Prompt removal of ticks decreases the chances of getting Lyme disease. The proper and easiest method is to grasp the tick with fine tweezers, as near the skin as you can, and gently pull it straight out. Be careful not to squeeze the tick when removing it which could result in more bacteria being injected. Do not try to remove the tick with your fingers or attempt to remove with lighted cigarettes, matches, nail polish, or vaseline.

Once removed save the tick for identification. Accurate identification becomes very important if you or your animals develop disease symptoms. Proof of tick bite and the kind of tick doing the biting is especially important to document in areas where Lyme disease is not considered prevalent and doctor suspicion is low.

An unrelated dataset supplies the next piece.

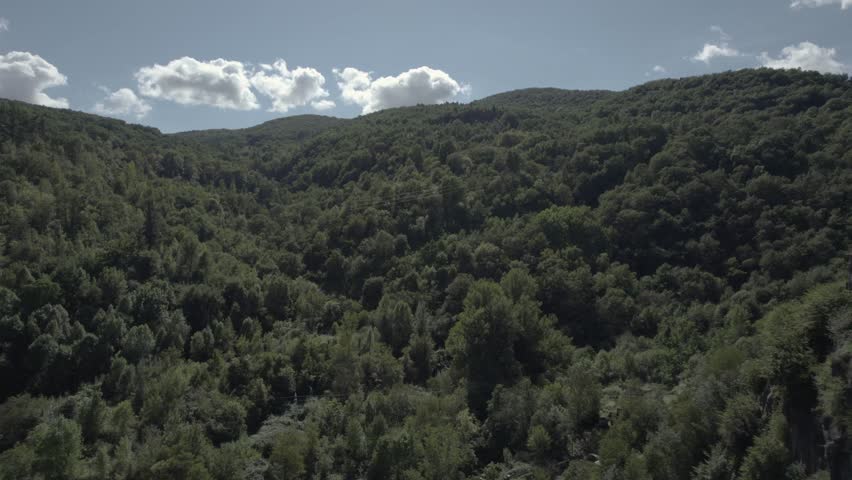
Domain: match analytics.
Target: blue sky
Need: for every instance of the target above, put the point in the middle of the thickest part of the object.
(154, 62)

In most areas, ticks can be submitted for identification through local or state health department offices. Many physicians and veterinarians will also submit ticks. Put the tick in a tightly closed container with a small amount of alcohol (rubbing alcohol will do). Mark it with your name, address and phone number, date collected, host collected from (animal or man) and recent travel history.

NOTES

The diagnosis of Lyme disease must generally be made on the basis of clinical signs and by ruling out other possible diseases.
Animal ownership does not directly increase a person's risk of Lyme disease. However, allowing your animals to roam in tick habitat or venturing into tick habitat with your animals does increase your risk of exposure to ticks.
Lyme disease is not considered to be contagious between people or directly from animals to man.
Although some deaths have been attributed to Lyme disease, it is not generally considered to be fatal.
Once an animal or person has apparently recovered from the disease it appears to be possible to be reinfected.
Blood testing is available for animals and man. A positive test can be diagnostic when appropriate symptoms are present. However, it is possible to have a negative test during the course of the disease or following antibiotic therapy and still have Lyme disease. A negative test following treatment does not indicate cure.
Miscarriage, premature births, still births, birth defects and transplacental infection of the fetus have been reported in animals and man.
Vaccination for dogs is now available. Consult your veterinarian for advice about your dog's need for vaccination. A vaccine for people appears to be several years away.

Lyme Disease FAQ


----------



## Nizmo

good info!


----------



## boogiebot

yup agreed great info. watched a whole episode on intervention about how this girl got lime disease and got addicted to oxy cotton. Freaking nutty. These ticks can do a ton of damage. Stay safe if you end up in the woods. thanks for info Roxy


----------



## xyz123

Here is a link for a map showing the risk and below is the number of cases of Lyme disease --

American Lyme Disease Foundation

You can also look at each state in larger detail.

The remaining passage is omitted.